Mein Fazit: Die Sachen sind ok, wenn man sich darüber im klaren ist, das es nur Billigprodukte (dafür aber ganz gute) sind und mit den Komfort- und Funktionalitätseinbußen leben will und kann.


----------



## macashcroft (25. Juli 2005)

Ich werde das Problem einmal aus der österreichischen Perspektive beleuchten: Letzen Herbst hatte Hofer (=Austro-Aldi) Radbekleidung für die kalte Jahreszeit zu ausgesprochen günstigen Preisen im Programm. Meine Größe war in vielen Filialen schon ausverkauft, schlussendlich bin ich dann aber doch noch fündig geworden. Die lange Trägerhose und die Radjacke waren - versteckt hinter Salatpaletten im Kühlhaus - rasch anprobiert und gleich darauf gekauft. Vor lauter Freude endlich die vermeintlich passenden Stücke gefunden zu haben, dürfte ich das Probetragen nicht allzu genau genommen haben, und so musste ich schon beim zweiten Anprobieren zu Hause feststellen, dass die soeben erstandene Bekleidung doch nicht das hielt, was ich mir von ihr versprochen hatte.

Die Trägerhose hing schlapp an meinen Beinen herab, der maximal 2 mm starke blaue Sitzpolster war butterweich und verleitete zur Assoziation mit einem Putzlappen aus der Sanitärabteilung. Eine genauere Begutachtung der Jacke machte deutlich, dass es sich dabei eher um einen dünnen Fließpulli mit durchgehendem Reisverschluss handelte. Mit dem Begriff Radjacke verbinde ich die hauchdünnen Windbraker mit GoreTex-Einsätzen wie man sie etwa von Löffler kennt.
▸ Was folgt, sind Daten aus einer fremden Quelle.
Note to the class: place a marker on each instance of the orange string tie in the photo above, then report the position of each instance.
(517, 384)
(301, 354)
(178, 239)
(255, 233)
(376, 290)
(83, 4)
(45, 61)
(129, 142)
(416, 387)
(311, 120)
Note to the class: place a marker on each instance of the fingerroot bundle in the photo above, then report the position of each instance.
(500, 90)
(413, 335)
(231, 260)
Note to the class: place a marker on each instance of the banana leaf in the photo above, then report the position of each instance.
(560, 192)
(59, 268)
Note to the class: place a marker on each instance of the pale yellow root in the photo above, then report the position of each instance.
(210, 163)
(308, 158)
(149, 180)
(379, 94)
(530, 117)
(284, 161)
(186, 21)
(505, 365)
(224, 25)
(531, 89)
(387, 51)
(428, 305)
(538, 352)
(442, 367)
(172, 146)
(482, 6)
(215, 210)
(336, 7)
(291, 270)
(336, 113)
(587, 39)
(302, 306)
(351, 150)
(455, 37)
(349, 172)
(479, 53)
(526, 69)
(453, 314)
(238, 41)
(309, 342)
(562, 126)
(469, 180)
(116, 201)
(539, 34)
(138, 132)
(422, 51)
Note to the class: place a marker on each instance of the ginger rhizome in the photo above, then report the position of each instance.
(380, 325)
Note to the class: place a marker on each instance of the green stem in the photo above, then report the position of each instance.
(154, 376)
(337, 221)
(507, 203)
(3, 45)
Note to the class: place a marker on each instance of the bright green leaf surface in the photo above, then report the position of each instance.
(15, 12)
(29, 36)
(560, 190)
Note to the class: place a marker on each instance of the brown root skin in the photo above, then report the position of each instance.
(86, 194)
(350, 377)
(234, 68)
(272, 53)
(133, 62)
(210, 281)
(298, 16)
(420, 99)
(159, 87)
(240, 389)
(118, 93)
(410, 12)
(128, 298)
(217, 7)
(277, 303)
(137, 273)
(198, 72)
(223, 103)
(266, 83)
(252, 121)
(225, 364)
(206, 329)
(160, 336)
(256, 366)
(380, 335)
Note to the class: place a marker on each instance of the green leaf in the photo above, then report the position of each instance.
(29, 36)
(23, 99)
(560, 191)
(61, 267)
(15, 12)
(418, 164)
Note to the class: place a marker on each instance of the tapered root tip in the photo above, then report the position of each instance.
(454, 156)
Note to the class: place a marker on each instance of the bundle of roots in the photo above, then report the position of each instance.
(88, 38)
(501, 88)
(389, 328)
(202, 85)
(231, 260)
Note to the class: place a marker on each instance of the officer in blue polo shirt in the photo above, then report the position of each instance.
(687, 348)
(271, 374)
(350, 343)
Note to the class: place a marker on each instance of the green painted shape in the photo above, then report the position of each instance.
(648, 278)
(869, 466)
Kurzum: Ich war von den Hofer-Artikeln schwer enttäuscht.

Eines jedoch muss man dem bewussten Discounter lassen: Die Rückgabe der Ware erfolgte problemlos und völlig unbürokratisch, ich bekam den vollen Kaufpreis auf den Cent genau rückerstattet.


----------



## Deleted 39826 (25. Juli 2005)

> FrankyB schrieb:
> 
> 
> 
> ...


----------



## maxblass (25. Juli 2005)

îch kann ur von meinen erfahrungen berrichten. trinksysteme von aldo uns co. sind schlecht und unbrauchbar. sowohl die trinkblase, als auch die dazugehörigen rucksäcke (gut verarbeitet, aber nicht durchdacht).
hier also auf jeden fall eine stimme für deuter und co.!


----------



## McBike (25. Juli 2005)

also nachdem auch laufunterhemdchen schon 60 EUR kosten sollen, kauf ich die entweder bei ebay für 5 EUR (saucony) immerhin ne marke.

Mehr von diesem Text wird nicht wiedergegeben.